As a part of its withdrawal from its Southeast Asian colonies, the United Kingdom moved to combine its colonies in Borneo – Sarawak and British North Borneo – with those on peninsular Malaya, to form the Federation of Malaysia. This move was opposed by the government of Indonesia; President Sukarno argued that Malaysia was a puppet of the British, and that the consolidation of Malaysia would increase British control over the region, threatening Indonesia's independence. The Indonesia–Malaysia confrontation began on 20 January 1963 when Indonesian Foreign Minister Subandrio announced that Indonesia would pursue a policy of Konfrontasi (Confrontation) with Malaysia.

British forces conducted a successful counter-insurgency campaign against Indonesian guerillas (often regular Indonesian Army soldiers) but it was a strain on resources and by early 1965 60,000 British and Malaysian servicemen were deployed in the region, together with a Royal Navy surface fleet of more than eighty warships, including two aircraft-carriers. Repeated requests had been made since December 1963 to New Zealand and Australia to provide combat forces for Borneo. Prime Minister Keith Holyoake's National Party government initially refused – while it was felt that Malaysia should definitely be supported against an enemy that had clearly acted as an aggressor, the government did not wish to see New Zealand embroiled in a major war with Indonesia. Indonesia is New Zealand's closest Asian neighbour and there was a fear of spoiling future relations. In refusing, the government argued that present British and Malaysian forces were sufficient to contain the insurgency. In 1964 Sukarno decided to intensify the Confrontation by extending military operations to the Malay Peninsula. When 98 Indonesian paratroopers landed in Johore in September, the 1st Battalion, Royal New Zealand Infantry Regiment was one of the only Commonwealth units in the region and with the New Zealand government's permission hunted down the infiltrators. The following month, 52 soldiers landed in Pontian on the Johore–Malacca border and were also captured by New Zealand soldiers.
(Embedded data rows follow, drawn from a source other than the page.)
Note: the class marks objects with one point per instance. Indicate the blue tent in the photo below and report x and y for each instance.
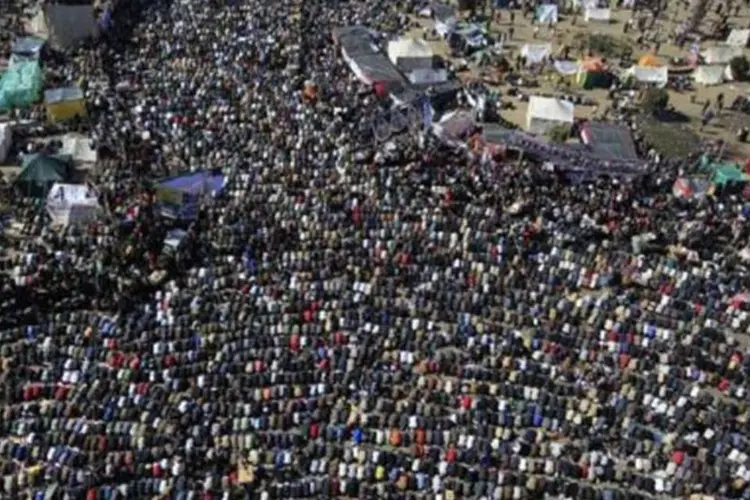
(178, 197)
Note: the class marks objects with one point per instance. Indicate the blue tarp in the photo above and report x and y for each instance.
(178, 197)
(28, 46)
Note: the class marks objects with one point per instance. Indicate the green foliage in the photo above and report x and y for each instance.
(558, 134)
(604, 45)
(654, 100)
(670, 139)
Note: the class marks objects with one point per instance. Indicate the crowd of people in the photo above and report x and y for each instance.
(344, 323)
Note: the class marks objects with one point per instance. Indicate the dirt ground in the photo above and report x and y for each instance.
(570, 31)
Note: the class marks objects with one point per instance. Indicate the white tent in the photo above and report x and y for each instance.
(656, 76)
(738, 37)
(536, 52)
(6, 140)
(599, 15)
(585, 4)
(428, 76)
(709, 75)
(408, 47)
(546, 13)
(37, 25)
(567, 68)
(547, 112)
(68, 24)
(721, 54)
(72, 203)
(79, 148)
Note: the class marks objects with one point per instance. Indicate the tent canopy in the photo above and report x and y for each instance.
(738, 37)
(179, 196)
(536, 53)
(408, 48)
(649, 61)
(68, 203)
(68, 24)
(551, 109)
(546, 112)
(609, 141)
(79, 148)
(653, 75)
(596, 14)
(709, 75)
(546, 13)
(593, 64)
(721, 54)
(727, 173)
(63, 94)
(28, 46)
(39, 172)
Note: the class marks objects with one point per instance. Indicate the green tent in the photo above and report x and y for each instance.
(40, 172)
(728, 172)
(21, 85)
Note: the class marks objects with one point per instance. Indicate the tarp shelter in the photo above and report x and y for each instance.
(178, 197)
(585, 4)
(728, 173)
(408, 64)
(546, 112)
(21, 85)
(445, 17)
(567, 68)
(597, 15)
(546, 13)
(69, 24)
(709, 75)
(650, 75)
(592, 73)
(72, 203)
(79, 148)
(27, 48)
(535, 53)
(609, 141)
(738, 37)
(408, 47)
(40, 172)
(690, 188)
(6, 140)
(427, 76)
(64, 103)
(454, 126)
(721, 54)
(649, 61)
(372, 68)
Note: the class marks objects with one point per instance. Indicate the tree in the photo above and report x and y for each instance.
(654, 100)
(698, 11)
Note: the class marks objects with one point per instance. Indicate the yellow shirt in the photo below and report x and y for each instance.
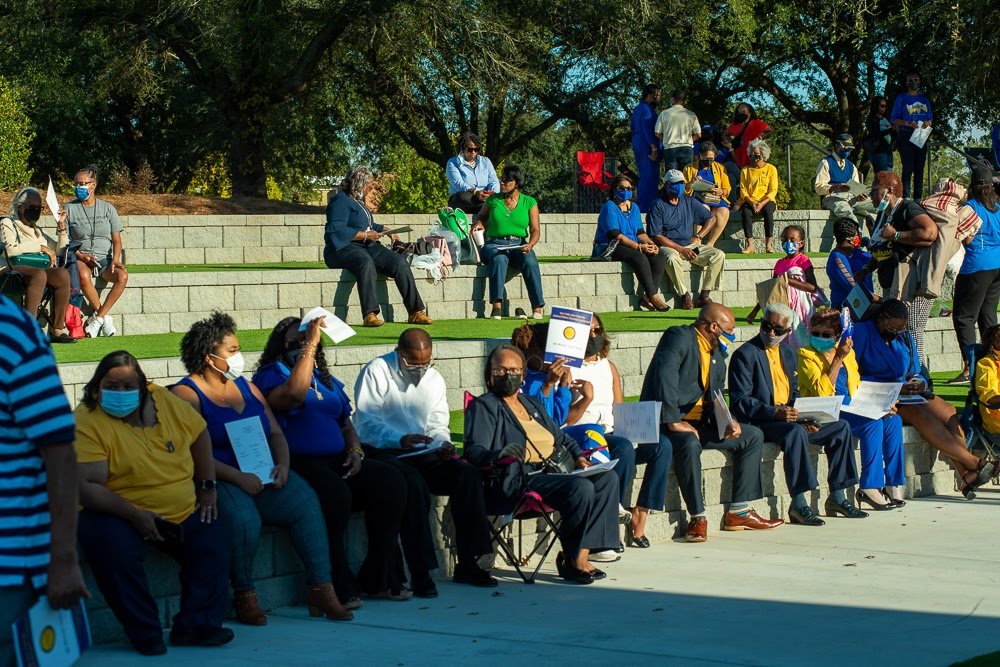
(988, 387)
(150, 467)
(813, 375)
(705, 353)
(757, 183)
(779, 378)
A change in New Zealand policy came as Sukarno increased the flow of Indonesian insurgents into Borneo and British military resources were stretched to almost breaking point. The New Zealand government could no longer deny the genuine appeals for assistance and the first New Zealand deployment was made to fight the insurgency – a Special Air Service detachment and the 1st Battalion, Royal New Zealand Infantry Regiment, along with former Royal Navy minesweepers HMNZS Hickleton and Santon and the frigate HMNZS Taranaki. The SAS detachment, and its later replacement, took part in Operation Claret alongside British and Australian SAS soldiers. The 1st Battalion did not see action until May 1965, when it relieved a Gurkha battalion in Sarawak, where it was involved in a series of skirmishes. The battalion was relieved in October 1965 and was not to see further combat – when it returned to Borneo in May 1966, Confrontation was essentially over. Towards the end of 1965, General Suharto came to power in Indonesia, following a coup d'état. Due to this domestic conflict, Indonesian interest in pursuing the war with Malaysia declined, and combat eased. On 28 May 1966 at a conference in Bangkok, the Malaysian and Indonesian governments declared the conflict was over. Violence ended in June, and a peace treaty was signed on 11 August and ratified two days later.